引き裂かれた精神パルスは、エリアスという肉体を離れて消えたはずなのに。
『ここは何だ?』
『分からぬよ、私はただ...エリアス、お前に遺言を伝えたいと思ったらここにいただけの話である故に』
エリアスの肉体を感じられないのに、僕の姿はエリアスのままだ。
アラタの姿じゃない。
『遺言だと? 何百億の人間を縛り上げ、遺言すら聞かずに殺してきたお前が?』
『......私は敗けたのだ、お前達ではなく、ただの人間達に。そして......思い出した、エミドもまた、自縄自縛の円環の中にあったのだと』
僕はその言葉で察する。
ジェキドの精神が、最初の冷酷さとは違い感情豊かになった理由を。
ジェキドがエミド兵に洗脳を掛けるように、ジェキドもまた自分自身に洗脳を行なっていたのだと。
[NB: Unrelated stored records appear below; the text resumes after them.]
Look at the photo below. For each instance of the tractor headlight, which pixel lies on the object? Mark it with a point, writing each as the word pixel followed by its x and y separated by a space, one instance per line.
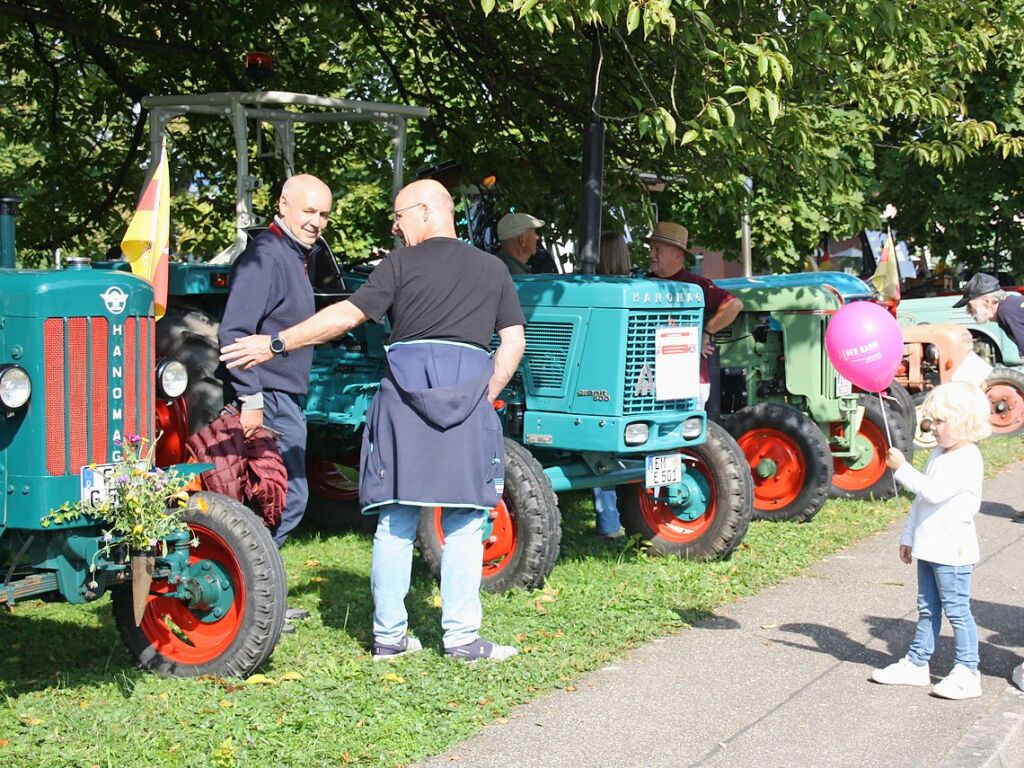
pixel 692 427
pixel 637 433
pixel 172 378
pixel 15 387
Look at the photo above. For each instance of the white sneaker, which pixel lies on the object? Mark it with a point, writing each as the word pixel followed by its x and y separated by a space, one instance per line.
pixel 961 683
pixel 903 672
pixel 1018 676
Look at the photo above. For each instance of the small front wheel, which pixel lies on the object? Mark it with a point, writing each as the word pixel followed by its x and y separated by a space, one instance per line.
pixel 237 551
pixel 712 529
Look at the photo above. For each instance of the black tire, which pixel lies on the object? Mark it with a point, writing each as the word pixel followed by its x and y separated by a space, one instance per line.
pixel 526 528
pixel 1005 387
pixel 866 476
pixel 231 537
pixel 904 403
pixel 790 461
pixel 189 335
pixel 720 470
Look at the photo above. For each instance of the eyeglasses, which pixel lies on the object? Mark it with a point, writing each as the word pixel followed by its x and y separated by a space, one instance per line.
pixel 395 215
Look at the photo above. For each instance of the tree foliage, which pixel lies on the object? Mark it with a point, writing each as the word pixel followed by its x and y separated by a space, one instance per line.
pixel 832 108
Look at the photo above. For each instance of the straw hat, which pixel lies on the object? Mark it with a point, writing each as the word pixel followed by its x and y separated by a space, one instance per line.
pixel 673 235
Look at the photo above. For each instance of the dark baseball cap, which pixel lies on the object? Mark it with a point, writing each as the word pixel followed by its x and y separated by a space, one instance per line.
pixel 979 285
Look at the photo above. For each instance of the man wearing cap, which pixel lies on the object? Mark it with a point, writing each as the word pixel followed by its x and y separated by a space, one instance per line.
pixel 517 232
pixel 985 301
pixel 668 255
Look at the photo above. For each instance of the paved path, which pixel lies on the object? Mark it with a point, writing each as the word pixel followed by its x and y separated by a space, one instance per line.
pixel 781 679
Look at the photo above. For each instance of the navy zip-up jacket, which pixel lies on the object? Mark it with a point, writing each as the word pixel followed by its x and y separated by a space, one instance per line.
pixel 270 291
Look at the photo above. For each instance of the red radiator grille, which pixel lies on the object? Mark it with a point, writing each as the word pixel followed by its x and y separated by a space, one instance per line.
pixel 80 387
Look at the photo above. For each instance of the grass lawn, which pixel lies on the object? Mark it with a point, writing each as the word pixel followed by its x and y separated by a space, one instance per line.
pixel 72 697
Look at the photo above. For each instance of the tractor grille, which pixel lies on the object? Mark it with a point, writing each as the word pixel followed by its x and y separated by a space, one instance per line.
pixel 640 351
pixel 96 387
pixel 547 353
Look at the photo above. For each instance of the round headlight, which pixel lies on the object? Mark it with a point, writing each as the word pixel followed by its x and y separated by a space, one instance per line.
pixel 172 379
pixel 15 388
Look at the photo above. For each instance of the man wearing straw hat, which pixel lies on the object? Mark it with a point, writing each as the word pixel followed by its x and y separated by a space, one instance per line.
pixel 668 257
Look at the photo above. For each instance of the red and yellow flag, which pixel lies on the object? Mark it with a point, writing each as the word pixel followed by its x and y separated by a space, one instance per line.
pixel 146 244
pixel 886 278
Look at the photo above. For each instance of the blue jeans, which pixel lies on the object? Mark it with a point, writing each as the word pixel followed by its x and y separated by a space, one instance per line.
pixel 944 589
pixel 462 561
pixel 606 506
pixel 283 414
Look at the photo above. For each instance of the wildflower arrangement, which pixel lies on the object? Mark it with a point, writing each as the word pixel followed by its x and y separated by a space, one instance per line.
pixel 141 503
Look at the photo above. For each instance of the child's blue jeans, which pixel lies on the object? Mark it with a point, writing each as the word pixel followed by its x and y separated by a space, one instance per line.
pixel 944 589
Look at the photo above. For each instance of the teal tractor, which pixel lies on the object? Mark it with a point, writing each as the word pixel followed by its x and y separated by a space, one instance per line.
pixel 78 376
pixel 806 434
pixel 587 409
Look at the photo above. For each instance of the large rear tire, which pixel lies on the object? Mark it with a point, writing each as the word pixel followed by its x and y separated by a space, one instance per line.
pixel 790 461
pixel 189 335
pixel 525 528
pixel 720 470
pixel 1005 388
pixel 173 640
pixel 865 475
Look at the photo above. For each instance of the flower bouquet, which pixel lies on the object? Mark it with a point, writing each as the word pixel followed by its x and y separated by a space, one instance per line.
pixel 137 512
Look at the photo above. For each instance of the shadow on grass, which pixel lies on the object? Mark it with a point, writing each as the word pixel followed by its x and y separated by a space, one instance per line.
pixel 43 652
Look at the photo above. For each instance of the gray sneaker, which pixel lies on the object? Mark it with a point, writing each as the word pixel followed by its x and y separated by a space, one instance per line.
pixel 408 644
pixel 478 649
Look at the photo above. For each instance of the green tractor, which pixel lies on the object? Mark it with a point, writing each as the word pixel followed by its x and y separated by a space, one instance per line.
pixel 78 376
pixel 587 409
pixel 806 434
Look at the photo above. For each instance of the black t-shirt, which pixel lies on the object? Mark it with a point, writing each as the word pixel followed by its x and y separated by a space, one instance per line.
pixel 441 289
pixel 1010 315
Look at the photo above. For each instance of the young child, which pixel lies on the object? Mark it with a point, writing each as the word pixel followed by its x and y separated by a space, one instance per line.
pixel 940 532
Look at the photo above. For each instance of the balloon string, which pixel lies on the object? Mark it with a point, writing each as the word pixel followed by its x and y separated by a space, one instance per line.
pixel 889 437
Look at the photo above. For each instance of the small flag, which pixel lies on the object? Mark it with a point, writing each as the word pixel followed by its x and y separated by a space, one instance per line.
pixel 886 278
pixel 146 243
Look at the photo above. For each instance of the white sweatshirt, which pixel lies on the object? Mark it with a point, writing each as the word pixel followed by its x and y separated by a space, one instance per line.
pixel 940 526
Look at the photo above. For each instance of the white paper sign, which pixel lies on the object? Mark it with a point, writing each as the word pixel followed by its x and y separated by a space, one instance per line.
pixel 677 363
pixel 973 370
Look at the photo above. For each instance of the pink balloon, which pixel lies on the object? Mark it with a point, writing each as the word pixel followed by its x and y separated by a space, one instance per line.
pixel 865 345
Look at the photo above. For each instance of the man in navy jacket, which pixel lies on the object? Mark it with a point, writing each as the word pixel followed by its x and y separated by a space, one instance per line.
pixel 270 291
pixel 432 438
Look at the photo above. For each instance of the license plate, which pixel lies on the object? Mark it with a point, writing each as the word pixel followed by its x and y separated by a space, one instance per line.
pixel 94 481
pixel 843 386
pixel 664 469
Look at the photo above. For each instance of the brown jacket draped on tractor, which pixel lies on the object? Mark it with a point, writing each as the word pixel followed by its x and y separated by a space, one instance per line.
pixel 251 471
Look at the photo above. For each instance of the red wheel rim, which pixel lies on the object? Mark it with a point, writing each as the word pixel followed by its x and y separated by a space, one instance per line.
pixel 848 478
pixel 782 487
pixel 501 545
pixel 663 521
pixel 195 641
pixel 1008 409
pixel 329 480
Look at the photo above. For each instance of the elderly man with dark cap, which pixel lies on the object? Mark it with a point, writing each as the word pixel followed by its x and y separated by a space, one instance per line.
pixel 668 257
pixel 517 232
pixel 985 301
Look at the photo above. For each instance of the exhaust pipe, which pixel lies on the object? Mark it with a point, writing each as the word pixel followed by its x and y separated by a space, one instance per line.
pixel 8 207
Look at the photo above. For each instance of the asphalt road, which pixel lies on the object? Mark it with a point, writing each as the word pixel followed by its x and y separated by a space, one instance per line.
pixel 781 679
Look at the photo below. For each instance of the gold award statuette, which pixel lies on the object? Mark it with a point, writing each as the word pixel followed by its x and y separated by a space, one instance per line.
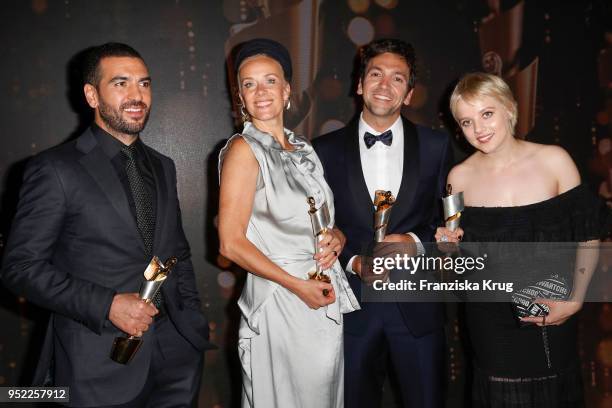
pixel 125 348
pixel 453 206
pixel 320 219
pixel 383 201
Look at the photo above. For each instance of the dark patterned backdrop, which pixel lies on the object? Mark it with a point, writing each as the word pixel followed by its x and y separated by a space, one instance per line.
pixel 556 55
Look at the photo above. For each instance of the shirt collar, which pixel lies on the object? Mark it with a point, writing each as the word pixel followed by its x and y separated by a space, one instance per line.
pixel 110 145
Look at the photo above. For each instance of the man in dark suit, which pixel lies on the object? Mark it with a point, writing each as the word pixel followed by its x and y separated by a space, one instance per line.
pixel 381 150
pixel 91 214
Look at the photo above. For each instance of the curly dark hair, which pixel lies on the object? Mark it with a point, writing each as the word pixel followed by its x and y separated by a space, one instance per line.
pixel 394 46
pixel 91 71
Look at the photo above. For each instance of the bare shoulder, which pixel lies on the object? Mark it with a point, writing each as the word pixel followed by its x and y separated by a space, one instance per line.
pixel 238 149
pixel 559 163
pixel 460 174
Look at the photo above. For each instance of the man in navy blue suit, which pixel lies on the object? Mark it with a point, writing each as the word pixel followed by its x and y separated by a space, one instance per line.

『......我等はアルケーシアの地をとある理由から追われた。理由についてはもう分からぬ、思い出せぬ...しかし、その際に安住の地を探そうにも、異次元世界であるこの世界には、我らの居場所などなかった。そこで私は、自分に感情と共感を封じる洗脳を施し、エミド統合体...つまりは、同じ意味であるが...それを再び惑星上に築くために武力を振るうはずだったのだ』
長い時が経ち、彼の精神もまた磨耗していたということだろう。
本来の目的を忘れ、秩序を保つなどという意味不明な行動に走っていた。
兵は乱雑に複製され、その数を増し続けていた。
全ては、本来新たな故郷を作りたかっただけの彼の意思から逸れてしまっていたのだ。
『気づいた時にはもう遅い。もう止まることなどできぬのだ、私は...私は、自らの罪を悔いる。許せとは言わぬ、だが...滅ぼしたのだ。我がエミド統合体を、責任を持って面倒を見てほしい、それから...キシナ、哀れな我が従者には、どこかの惑星で、幸福になる権利を......』
『虫がいいな』
『......私はどんな罪でも背負おう。しかし、キシナを...私は愛していたのだ』
『...まあ、いいだろう』
その時、僕は遠くから声が聞こえてくるのを感じた。
それに呼応するように、ジェキドの声は遠ざかっていく。
『...エリアス・アルティノス...バクタの井戸は、アルケーシアに繋がる閉じたワームホールが変化したものである...それ故に、それを開くことができたのであれば...アルケーシアに辿り着けるだろう』
『...次のお前の人生に、幸多からんことを』
僕は死者に対して賛辞を述べ、段々と近づいてくる声に耳を傾けた。
その声は、男でも女でもなく聞こえ、空間全体から響くようであった。
『オマエノ ノゾミハ ナンダ?』
『帰ることだ、地球ではなく...アロウトに』
『ソノ ネガイハ モウカナッテイル オマエノ ネガイヲ イエ』
『...叶っている...?』
訳がわからない。
だが、叶っているのであれば、そうかと言うしかない。
なら...
『世界を平和にしてくれ。どんな理不尽も屈服させて欲しい』
『オオキ スギル...』
意外と不便だな。
僕は考えつつ、一つの答えに辿り着いた。
『ならば、僕自身にその平和を齎す力を...調和の力を与えてくれ』
『ソンナモノデ ヨイノカ?』
『構わない』
現状が何とかならないなら、このよく分からない願望器に願いを託すのも悪くはないだろう。
『デハ オマエノ ネガイヲ カナエヨウ』
最後の「〜ヨウ」の部分が無数にエコーしながら、徐々に減衰して消えていく。
それと同時に、僕は自らの中に暖かみを感じた。
『ああ.......そうか.......』
僕の姿がアラタじゃなかった理由。
願いが既に叶っていた理由。
『僕は、あの世界を......』
地球よりも、愛していた。
その証拠なのだと思いつつ、僕は静かに目を閉じるのであった。